Note that a breakthrough that produces inexpensive photovoltaic cells won’t solve this problem. All that would do is let you produce solar hydrogen storage for the same 19 or 20 cents per kWh wind hydrogen would cost.

This makes it clear why efficiency is so important. We have the technical capability to generate as much reliable, convenient, fully dispatchable solar- and wind-based electricity as we need. But the costs of generation are expensive — between 2 and 3 times comparable costs for fossil fuels. Total costs don’t need to be that high, because we can factor in some inexpensive variable renewables, along with small amounts of geothermal and possibly hydro. But absent storage breakthroughs, we are going to have pay at least double our current per kWh cost if electricity is to come from renewables.

If the cost of producing electricity is to double or more, we need to triple the efficiency with which we use it. (Triple rather than double, because improving efficiency also costs money.) As I keep stealing from Amory Lovins, what we want from energy is warm toes and cold beer. If we can get more use out of each unit of energy, we can buyer fewer units of that more expensive power — and still do the same things. So the per kWh cost of electricity would double, but our use of electricity would (unnoticeably) drop. Our electric bills would stay the same.

One last point. If efficiency is so much less expensive than new sources, why add new sources at all until efficiency opportunities are completely exhausted? The problem is one of opportunity cost. Some efficiency improvements, such as insulation upgrades, can be added at any time. But most efficiency improvements are only cheaper if implemented as existing infrastructure wears out. It is expensive to throw away a perfectly good pumping system in a factory with ten years of life remaining. It is very cheap, if you are doing a re-pipe anyway, to put in fatter pipes and smaller pumps; this reduces friction, the energy costs of pumping, but only pays for itself because you save money on the cost of the new pumps.

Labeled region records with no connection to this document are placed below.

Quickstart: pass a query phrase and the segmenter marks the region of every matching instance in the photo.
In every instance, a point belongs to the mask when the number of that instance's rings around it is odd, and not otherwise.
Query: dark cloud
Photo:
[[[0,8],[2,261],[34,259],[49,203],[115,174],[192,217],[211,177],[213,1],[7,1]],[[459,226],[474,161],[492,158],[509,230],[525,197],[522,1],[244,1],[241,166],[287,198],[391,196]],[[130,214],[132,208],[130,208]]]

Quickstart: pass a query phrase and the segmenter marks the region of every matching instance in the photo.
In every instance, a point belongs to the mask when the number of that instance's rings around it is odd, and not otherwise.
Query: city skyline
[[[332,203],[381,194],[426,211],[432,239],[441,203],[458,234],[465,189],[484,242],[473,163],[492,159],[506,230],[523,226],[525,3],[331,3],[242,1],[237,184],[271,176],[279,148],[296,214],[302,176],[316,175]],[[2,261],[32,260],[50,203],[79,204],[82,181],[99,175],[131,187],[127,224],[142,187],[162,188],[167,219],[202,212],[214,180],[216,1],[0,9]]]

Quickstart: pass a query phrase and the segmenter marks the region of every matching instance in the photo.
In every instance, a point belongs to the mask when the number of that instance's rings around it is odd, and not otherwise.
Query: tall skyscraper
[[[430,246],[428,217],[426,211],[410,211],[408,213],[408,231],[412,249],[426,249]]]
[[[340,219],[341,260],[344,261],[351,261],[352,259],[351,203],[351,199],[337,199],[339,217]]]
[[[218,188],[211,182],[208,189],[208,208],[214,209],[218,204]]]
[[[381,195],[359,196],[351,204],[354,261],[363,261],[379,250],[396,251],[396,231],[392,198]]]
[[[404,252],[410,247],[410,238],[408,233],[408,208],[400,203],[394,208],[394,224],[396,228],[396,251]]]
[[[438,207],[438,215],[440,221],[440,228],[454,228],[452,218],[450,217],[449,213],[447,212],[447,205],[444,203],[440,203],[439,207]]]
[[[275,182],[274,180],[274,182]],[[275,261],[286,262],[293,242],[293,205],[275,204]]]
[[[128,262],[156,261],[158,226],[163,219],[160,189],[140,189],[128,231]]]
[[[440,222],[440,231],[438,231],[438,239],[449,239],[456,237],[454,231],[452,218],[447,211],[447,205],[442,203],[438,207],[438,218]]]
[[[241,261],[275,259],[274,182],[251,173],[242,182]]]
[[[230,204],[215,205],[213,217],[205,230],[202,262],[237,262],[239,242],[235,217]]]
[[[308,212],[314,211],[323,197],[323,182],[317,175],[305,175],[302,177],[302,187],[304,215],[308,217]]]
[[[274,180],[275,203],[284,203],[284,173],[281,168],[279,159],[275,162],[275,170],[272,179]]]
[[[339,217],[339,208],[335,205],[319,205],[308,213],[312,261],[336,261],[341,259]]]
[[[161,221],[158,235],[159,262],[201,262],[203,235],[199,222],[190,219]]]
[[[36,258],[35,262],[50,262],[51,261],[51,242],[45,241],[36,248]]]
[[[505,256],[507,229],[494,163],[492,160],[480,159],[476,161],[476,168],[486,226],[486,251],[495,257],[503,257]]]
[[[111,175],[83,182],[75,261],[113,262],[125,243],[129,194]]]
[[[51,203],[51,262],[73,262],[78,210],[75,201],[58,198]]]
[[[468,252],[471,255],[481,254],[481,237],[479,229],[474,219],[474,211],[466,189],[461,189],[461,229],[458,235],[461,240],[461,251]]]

It is expensive to replace a new inexpensive window with an expensive one. It is very inexpensive when replacing a worn-out window to put in an efficient rather than inefficient one.

It is thus essential not to avoidably amortize infrastructure prematurely; doing so would multiply the cost of efficiency increases. Similarly, it is essential not to miss any cost-effective chances for efficiency upgrades during infrastructure replacement or upgrade. Each opportunity missed either delays such improvement by at least a decade or multiplies the cost of increasing efficiency by many times.

If we are not going to upgrade our efficiency structure all at once, or even over a short period of time, it is essential not to miss opportunities to upgrade energy sources as well as energy sinks. At the beginning, we should make sure to put in place renewable sources that are cheaper than fossil fuels — variable wind, solar thermal for low temperature use (such as water and space heating), up to a 65% of consumption (more if solar district heating proves out) use of waste biomass, and so forth. As efficiency improvements are put in place, we need to phase in other renewable sources that are competitive with what fossil fuels would have cost if the efficiency was not put in place.

In other words, as we phase in efficiency, we need to make the decision as a society to use that savings to phase in low-carbon sources, rather than continuing to buy comparatively cheap fossil fuels.

Efficiency is the key. Efficiency is what can pay for comparatively expensive dispatchable wind and solar electricity. If solar district heating (or other breakthroughs such as storage in natural zeolites) do not prove cheaper than fossil fuels, efficiency is what will enable us to use low temperature solar thermal to provide more than 65% of climate control and hot water needs.